Vijay Mallya’s Twitter handle hacked, attackers say they have stolen his passwords
Industrialist Vijay Mallya has said that his Twitter account has been hacked and the outfit responsible for this was blackmailing him.india Updated: Dec 09, 2016 13:45 IST
Embattled liquor baron Vijay Mallya’s Twitter account appeared to have been taken over by hackers, who posted what they claimed were financial details of the former parliamentarian accused of defaulting on bank loans more than Rs 9000 crores.
Mallya appeared to have taken back control briefly when he said his account has been hacked and an “outfit called legion has hacked my e-mail accounts and are blackmailing me”.

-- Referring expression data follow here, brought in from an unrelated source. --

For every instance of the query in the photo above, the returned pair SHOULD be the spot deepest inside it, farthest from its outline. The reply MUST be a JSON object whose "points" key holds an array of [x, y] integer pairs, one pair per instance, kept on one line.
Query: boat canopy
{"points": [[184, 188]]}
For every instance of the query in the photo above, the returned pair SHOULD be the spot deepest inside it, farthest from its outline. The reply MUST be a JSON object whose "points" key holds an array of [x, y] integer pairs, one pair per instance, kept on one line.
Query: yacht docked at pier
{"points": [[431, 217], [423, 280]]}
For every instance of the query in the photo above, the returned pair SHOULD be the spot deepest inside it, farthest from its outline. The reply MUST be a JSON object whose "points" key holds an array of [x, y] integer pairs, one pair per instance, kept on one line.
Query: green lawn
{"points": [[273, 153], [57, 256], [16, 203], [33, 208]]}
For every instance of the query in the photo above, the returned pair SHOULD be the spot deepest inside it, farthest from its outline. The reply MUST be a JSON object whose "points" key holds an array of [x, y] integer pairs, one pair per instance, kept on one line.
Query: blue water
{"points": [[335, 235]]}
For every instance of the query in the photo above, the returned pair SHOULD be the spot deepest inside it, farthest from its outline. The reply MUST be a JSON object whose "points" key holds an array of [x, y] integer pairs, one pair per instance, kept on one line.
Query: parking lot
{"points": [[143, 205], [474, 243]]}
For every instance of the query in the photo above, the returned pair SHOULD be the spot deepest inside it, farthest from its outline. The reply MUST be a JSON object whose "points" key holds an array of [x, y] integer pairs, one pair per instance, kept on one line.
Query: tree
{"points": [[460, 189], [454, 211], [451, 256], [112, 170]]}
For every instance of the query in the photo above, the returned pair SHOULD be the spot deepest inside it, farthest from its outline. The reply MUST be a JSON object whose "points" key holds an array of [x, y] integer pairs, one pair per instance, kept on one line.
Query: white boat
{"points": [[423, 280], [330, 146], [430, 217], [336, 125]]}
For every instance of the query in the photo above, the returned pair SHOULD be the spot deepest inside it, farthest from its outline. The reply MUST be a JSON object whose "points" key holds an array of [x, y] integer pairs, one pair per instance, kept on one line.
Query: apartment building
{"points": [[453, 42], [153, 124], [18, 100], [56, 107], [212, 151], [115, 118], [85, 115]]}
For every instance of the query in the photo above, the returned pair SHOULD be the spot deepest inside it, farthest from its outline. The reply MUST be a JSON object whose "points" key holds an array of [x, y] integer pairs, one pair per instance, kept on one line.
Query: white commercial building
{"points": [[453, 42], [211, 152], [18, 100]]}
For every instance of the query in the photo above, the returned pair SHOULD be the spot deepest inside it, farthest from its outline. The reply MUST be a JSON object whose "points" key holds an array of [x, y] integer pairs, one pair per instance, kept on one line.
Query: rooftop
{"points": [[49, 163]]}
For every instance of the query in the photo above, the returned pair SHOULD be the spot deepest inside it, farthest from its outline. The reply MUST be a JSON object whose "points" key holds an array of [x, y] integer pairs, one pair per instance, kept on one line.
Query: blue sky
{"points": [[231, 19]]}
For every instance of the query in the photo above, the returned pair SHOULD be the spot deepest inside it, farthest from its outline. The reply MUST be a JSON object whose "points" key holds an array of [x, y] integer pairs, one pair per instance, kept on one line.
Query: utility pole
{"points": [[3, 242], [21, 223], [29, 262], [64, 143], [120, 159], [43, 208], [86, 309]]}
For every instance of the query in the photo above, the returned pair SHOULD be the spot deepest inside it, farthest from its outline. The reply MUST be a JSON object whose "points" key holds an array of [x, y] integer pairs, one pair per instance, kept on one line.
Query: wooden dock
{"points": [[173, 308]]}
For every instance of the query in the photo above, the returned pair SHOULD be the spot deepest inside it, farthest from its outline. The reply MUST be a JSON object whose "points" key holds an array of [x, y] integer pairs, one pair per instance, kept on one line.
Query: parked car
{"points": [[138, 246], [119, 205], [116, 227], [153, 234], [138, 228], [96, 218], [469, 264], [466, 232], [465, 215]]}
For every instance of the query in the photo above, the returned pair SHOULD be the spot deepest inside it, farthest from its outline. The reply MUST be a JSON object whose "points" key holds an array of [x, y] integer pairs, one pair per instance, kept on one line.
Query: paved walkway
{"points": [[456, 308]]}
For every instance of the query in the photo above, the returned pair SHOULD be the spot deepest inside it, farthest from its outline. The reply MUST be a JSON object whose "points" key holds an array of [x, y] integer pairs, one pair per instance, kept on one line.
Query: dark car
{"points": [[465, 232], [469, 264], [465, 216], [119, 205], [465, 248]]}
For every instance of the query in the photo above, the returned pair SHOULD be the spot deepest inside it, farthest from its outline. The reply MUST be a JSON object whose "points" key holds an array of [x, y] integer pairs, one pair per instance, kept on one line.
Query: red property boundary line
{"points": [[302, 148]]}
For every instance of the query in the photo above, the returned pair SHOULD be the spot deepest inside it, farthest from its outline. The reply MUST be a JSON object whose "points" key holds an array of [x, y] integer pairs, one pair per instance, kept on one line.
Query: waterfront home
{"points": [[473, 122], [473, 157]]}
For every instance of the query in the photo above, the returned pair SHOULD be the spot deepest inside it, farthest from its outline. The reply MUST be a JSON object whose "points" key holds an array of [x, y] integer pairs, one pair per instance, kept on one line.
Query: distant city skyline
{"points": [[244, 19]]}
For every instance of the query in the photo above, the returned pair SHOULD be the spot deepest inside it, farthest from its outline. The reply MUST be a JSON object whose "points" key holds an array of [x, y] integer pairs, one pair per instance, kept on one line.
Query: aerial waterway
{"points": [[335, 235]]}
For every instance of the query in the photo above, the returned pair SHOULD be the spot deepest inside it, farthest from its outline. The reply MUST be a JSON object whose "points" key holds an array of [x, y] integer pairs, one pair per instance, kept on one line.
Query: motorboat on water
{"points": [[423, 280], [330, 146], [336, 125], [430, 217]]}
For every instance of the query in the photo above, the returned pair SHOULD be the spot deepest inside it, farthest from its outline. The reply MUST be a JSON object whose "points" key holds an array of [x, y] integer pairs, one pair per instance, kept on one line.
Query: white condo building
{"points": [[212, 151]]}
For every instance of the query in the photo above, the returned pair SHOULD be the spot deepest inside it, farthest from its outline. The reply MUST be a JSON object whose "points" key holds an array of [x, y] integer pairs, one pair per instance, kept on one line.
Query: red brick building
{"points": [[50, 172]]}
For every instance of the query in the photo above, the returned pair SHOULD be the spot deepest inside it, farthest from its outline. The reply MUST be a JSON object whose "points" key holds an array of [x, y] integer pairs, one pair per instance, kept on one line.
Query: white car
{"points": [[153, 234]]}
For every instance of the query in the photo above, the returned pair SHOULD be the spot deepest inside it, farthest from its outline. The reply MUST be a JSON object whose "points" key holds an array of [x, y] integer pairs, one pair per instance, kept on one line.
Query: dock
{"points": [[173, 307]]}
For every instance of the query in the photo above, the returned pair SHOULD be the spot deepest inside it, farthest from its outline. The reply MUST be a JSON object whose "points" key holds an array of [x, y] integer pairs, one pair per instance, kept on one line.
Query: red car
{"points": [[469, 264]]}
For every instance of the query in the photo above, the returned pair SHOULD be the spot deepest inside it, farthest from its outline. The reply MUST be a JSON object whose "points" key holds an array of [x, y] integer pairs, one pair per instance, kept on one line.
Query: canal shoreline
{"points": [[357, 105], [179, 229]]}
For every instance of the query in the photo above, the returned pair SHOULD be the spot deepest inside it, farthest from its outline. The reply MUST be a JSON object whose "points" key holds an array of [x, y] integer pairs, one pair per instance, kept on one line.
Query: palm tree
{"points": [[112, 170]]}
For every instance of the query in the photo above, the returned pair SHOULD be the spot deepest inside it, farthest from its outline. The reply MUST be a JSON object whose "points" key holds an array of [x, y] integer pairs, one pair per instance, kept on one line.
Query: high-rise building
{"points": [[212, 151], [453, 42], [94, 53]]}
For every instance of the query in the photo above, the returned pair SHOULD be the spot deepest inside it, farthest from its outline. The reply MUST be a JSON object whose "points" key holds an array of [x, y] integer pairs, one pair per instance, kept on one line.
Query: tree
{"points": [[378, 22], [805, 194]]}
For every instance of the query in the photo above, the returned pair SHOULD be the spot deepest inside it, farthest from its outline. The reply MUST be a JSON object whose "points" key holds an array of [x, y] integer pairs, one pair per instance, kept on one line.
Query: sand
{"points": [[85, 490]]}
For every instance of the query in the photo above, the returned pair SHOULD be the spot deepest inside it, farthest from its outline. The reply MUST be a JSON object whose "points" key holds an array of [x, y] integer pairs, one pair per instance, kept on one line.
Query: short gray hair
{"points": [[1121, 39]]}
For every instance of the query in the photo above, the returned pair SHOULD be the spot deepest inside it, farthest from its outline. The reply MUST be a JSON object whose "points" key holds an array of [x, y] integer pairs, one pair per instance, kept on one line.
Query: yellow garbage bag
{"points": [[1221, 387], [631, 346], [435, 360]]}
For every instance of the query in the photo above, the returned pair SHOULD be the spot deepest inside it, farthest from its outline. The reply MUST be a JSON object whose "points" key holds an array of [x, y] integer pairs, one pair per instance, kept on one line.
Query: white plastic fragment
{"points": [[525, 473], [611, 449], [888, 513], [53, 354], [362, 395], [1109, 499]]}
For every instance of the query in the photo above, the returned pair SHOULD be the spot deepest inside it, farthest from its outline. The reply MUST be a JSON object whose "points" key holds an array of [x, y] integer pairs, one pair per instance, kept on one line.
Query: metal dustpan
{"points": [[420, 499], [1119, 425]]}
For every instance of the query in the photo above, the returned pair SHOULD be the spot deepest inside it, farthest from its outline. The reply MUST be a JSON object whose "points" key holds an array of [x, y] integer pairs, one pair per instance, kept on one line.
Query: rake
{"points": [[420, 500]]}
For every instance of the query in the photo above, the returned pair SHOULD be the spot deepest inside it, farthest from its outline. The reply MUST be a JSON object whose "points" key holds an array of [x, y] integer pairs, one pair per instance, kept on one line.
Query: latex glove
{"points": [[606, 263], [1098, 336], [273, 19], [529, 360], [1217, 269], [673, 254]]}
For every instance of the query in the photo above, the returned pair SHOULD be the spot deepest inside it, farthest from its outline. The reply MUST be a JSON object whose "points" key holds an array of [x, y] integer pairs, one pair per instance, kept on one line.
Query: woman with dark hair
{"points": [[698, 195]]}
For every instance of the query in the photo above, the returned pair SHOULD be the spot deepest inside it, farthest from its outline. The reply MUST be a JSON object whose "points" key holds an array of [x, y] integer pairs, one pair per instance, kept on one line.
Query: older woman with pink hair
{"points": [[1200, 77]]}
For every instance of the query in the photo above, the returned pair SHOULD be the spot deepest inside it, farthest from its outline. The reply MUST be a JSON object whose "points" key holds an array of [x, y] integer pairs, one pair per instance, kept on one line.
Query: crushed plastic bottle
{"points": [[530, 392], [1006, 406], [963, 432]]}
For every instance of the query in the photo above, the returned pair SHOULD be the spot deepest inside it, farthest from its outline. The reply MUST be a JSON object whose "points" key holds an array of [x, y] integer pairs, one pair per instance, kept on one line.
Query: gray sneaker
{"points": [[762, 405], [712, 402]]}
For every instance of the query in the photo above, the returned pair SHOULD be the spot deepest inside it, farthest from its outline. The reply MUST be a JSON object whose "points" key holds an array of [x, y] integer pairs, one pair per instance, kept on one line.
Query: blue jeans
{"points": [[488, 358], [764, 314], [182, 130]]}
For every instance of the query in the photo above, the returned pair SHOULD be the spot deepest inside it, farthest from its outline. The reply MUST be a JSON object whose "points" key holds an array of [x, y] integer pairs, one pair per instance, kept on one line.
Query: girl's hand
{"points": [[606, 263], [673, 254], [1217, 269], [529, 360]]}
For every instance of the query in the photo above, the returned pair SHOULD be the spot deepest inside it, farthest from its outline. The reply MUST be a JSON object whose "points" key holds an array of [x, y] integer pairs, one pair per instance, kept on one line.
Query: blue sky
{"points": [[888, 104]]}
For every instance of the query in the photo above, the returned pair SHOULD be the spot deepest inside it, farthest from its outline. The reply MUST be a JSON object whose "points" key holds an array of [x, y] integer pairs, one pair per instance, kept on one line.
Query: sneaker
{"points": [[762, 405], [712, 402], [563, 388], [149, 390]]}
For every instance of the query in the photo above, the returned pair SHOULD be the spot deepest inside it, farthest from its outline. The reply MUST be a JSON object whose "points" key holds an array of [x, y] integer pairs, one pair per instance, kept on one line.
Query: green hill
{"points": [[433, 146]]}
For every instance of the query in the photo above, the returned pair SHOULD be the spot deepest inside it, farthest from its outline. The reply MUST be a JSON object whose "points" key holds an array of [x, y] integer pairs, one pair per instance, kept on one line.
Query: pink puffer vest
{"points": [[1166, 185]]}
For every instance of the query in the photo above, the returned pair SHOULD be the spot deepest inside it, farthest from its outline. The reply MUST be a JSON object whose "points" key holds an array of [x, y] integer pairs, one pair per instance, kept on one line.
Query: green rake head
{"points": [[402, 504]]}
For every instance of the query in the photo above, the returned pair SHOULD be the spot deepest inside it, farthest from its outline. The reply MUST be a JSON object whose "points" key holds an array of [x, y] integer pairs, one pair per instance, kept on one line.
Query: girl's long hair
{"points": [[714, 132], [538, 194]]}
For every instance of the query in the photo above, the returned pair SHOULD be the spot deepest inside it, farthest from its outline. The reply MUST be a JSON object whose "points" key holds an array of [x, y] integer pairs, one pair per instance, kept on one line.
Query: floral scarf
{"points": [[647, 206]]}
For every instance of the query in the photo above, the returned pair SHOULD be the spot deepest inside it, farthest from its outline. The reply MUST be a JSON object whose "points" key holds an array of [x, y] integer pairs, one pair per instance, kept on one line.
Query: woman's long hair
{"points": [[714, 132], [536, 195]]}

“What a joke,” Mallya wrote before the hackers took over again.
Barely a week ago, Congress vice-president Rahul Gandhi’s Twitter account was also hacked, apparently by the same “legion”, and profanities and threats posted.
The hackers tweeted from Mallya’s account tagging Gandhi, indicating both incidents were the handiwork of the same people.
“@OfficeOfRG, you have not been forgotten…,” the hackers wrote on Mallya’s timeline.
In a series of tweets, the hackers also posted what they said were e-mail IDs and paswords of Mallya, who left the country in March as creditor banks closed in on him to recover dues running up to Rs 9,400 crores.
My account has been hacked by some one called Legion who are Tweeting now in my name. Simply ignore. Will fix this .— Vijay Mallya (@TheVijayMallya) December 8, 2016
The flamboyant businessman, once known as the ‘king of good times’, is believed to be in Britain where he owns properties and businesses.
The Indian government suspended his diplomatic passport after a special court in Mumbai issued non-bailable warrants against Mallya.
A group of banks led by the State Bank of India (SBI) has already rejected his offer to repay part of the dues and told the Supreme Court they wanted him to return to India so they could negotiate with him personally over the total owed.
His massive debt has become a symbol of Indian banks’ vast volume of bad loans -- those already in default or close to it -- which are seen as a threat to financial stability in Asia’s third largest economy.